Iraq Tests U.S. Sanctions With Oil-for-Gas Deal With Iran
Wall Street Journal – July 14th,2023
By
David S. Cloud and Ghassan Adnan
BAGHDAD—For a decade, Iraq has procured Iranian natural gas in an arrangement that powered millions of Iraqi homes but pushed Baghdad into billions of dollars in debt to Tehran because U.S. sanctions restricted payments for the fuel.
Now Iraq says it has found a way around sanctions: Paying Iran for gas with Iraqi oil. The agreement injects uncertainty into the Biden administration’s attempts to cool tensions with Iran and contain its nuclear program.
Iraqi Prime Minister Mohammed al-Sudani announced the barter arrangement this week after Iran cut gas supplies late last month over unpaid debts, plunging Iraq into blackouts and electricity shortages just as summer temperatures in the country’s south began breaching 120 degrees. Iran’s natural gas helps provide more than half of Iraq’s power needs during peak summer months.
Iran has since resumed supplying gas, and Sudani—who has had generally good relations with the Biden administration since taking office in October—blamed the U.S. for the electricity crisis.
“We could not get approval to transfer all the dues,” Sudani said.
Biden administration officials said they were seeking more details about how the oil-for-gas trades would work in practice and whether the system would violate U.S. sanctions. They rejected assertions by Sudani and other Iraqi officials that Iraq’s electricity shortages were caused by U.S. delays in approving Baghdad’s payments to Tehran.
“Any claim that U.S. sanctions on Iran are causing Iran to limit gas supplies to Iraq is absurd. Iran is limiting gas supplies to pressure and blackmail the Iraqi government and its people,” a spokesman for the National Security Council said, adding, “We are looking into the details of the reported swap.”
U.S. officials use their de facto control over Iraq’s payments to Iran as a way to deny Tehran hard currency, but the new procedure announced by Sudani’s government appears to offer Iran a way to sidestep those limits if it can refine and resell the oil it receives from Iraq on world markets.
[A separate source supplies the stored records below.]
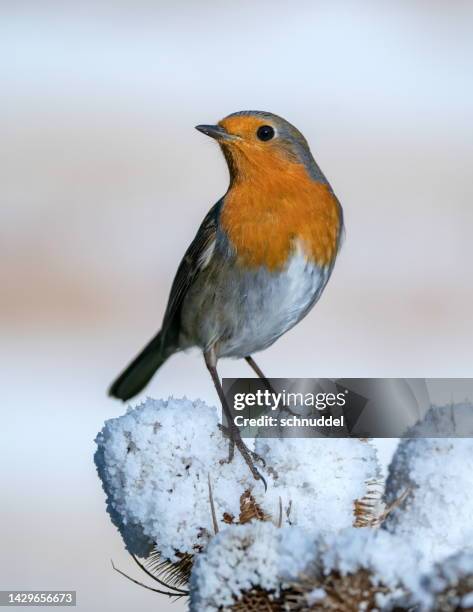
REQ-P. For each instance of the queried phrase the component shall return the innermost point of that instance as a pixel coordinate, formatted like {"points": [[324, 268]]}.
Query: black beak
{"points": [[214, 131]]}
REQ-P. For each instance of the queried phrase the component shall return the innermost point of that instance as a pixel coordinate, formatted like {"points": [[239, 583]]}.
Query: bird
{"points": [[259, 262]]}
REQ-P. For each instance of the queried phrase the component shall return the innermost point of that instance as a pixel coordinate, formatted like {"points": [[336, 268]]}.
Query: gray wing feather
{"points": [[194, 260]]}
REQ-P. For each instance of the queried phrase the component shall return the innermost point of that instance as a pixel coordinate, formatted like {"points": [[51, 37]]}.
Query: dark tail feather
{"points": [[140, 371]]}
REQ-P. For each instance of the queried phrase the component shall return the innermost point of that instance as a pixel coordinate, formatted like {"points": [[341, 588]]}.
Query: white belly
{"points": [[270, 304]]}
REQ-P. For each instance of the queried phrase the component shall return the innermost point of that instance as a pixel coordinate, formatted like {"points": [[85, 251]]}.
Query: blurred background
{"points": [[103, 182]]}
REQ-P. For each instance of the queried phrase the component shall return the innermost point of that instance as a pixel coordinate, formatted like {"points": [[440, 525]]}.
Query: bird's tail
{"points": [[140, 371]]}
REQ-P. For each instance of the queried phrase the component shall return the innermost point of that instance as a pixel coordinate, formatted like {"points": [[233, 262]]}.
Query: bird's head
{"points": [[254, 141]]}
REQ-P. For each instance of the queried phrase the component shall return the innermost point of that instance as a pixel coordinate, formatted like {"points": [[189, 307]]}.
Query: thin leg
{"points": [[259, 372], [252, 363], [235, 437]]}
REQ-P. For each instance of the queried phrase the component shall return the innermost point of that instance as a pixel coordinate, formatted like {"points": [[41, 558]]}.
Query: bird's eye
{"points": [[265, 132]]}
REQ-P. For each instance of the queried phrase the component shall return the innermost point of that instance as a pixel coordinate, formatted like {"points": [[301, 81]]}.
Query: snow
{"points": [[261, 555], [154, 463], [444, 576], [436, 516], [317, 479], [387, 557], [245, 556]]}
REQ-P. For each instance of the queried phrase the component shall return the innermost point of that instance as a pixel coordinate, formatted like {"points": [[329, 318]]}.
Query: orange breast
{"points": [[270, 210]]}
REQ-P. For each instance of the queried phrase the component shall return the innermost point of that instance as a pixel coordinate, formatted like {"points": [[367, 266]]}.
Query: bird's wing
{"points": [[196, 258]]}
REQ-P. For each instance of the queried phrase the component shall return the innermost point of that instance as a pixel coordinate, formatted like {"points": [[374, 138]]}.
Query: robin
{"points": [[259, 261]]}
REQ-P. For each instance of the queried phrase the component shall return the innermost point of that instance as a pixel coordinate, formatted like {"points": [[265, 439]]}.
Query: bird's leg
{"points": [[235, 436]]}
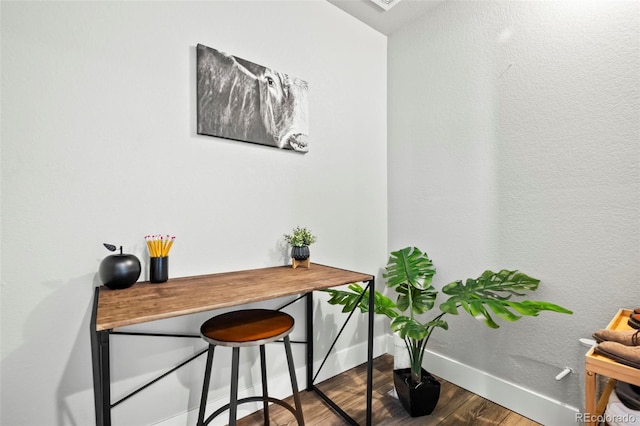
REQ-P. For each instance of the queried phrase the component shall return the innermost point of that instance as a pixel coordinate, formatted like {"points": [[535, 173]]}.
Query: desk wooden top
{"points": [[145, 302], [606, 366]]}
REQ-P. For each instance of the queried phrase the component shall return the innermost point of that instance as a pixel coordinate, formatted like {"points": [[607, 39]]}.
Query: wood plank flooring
{"points": [[456, 407]]}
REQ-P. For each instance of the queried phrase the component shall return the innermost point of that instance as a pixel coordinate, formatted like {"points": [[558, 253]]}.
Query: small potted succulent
{"points": [[409, 272], [300, 240]]}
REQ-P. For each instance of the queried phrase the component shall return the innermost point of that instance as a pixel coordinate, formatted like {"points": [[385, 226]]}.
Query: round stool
{"points": [[251, 327]]}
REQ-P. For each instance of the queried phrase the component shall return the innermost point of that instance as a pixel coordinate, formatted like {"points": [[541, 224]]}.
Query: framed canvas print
{"points": [[240, 100]]}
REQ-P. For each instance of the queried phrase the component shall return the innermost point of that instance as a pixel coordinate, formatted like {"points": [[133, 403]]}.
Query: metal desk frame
{"points": [[301, 284]]}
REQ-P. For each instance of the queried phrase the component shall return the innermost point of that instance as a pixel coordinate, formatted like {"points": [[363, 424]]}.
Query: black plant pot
{"points": [[300, 253], [418, 401]]}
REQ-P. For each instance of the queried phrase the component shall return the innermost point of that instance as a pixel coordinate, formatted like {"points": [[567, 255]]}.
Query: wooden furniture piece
{"points": [[248, 327], [144, 302], [601, 365]]}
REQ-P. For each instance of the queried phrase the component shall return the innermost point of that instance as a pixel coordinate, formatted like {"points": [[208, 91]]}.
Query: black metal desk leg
{"points": [[309, 339], [100, 366], [372, 290]]}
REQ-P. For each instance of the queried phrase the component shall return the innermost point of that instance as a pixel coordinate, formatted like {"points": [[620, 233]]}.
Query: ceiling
{"points": [[400, 14]]}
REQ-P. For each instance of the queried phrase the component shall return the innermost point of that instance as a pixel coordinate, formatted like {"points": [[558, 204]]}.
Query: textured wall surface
{"points": [[99, 144], [514, 142]]}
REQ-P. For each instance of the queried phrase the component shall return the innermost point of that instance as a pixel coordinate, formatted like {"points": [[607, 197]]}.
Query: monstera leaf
{"points": [[358, 297], [409, 266], [492, 292]]}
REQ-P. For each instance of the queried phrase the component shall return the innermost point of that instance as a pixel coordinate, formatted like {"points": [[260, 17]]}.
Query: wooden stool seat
{"points": [[251, 327]]}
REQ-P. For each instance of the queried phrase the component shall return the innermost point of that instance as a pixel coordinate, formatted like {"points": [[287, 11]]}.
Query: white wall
{"points": [[514, 142], [99, 145]]}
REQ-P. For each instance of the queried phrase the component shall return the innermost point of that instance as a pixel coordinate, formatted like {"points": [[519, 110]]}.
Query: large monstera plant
{"points": [[410, 272]]}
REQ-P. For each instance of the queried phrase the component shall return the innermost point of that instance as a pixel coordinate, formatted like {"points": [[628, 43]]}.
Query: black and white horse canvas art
{"points": [[240, 100]]}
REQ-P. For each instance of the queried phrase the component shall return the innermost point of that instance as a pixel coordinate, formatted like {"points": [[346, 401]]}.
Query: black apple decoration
{"points": [[119, 270]]}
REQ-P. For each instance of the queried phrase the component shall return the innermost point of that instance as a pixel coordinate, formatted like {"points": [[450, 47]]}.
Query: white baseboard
{"points": [[526, 402], [280, 386]]}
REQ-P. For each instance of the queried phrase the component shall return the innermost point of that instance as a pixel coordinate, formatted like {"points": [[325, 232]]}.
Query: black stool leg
{"points": [[265, 391], [294, 381], [233, 407], [205, 386]]}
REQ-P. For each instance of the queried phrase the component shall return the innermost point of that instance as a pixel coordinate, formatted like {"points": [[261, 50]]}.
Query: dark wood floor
{"points": [[456, 407]]}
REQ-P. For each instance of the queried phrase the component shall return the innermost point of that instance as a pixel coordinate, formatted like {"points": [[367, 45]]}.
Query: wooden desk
{"points": [[144, 302], [597, 364]]}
For nearly a decade Iraq has sought U.S. Treasury Department approval before releasing energy payments to Iran in order to comply with sanctions, a procedure aimed at preventing dollars from going to Iran’s Revolutionary Guard, a military organization designated as a terrorist group. Iran has generally been limited to buying humanitarian goods and only in non-U.S. currency.
Since last December, the U.S. has approved €2.5 billion, equivalent to $2.7 billion, in payments by the Iraqi government to Iranian creditors. The payments included €886 million to Turkmenistan, partially repaying a debt owed by Iran, the officials said, for example.
The payments came at the same time as the Biden administration restarted indirect talks with Iran over freezing progress in its nuclear program and freeing U.S. prisoners in exchange for releasing billions of dollars in Iranian funds frozen overseas. The goal is to reduce tensions that have soared as Iran has provided drones to Russia for its war in Ukraine, pushed ahead with uranium enrichment and seized oil tankers in the Persian Gulf.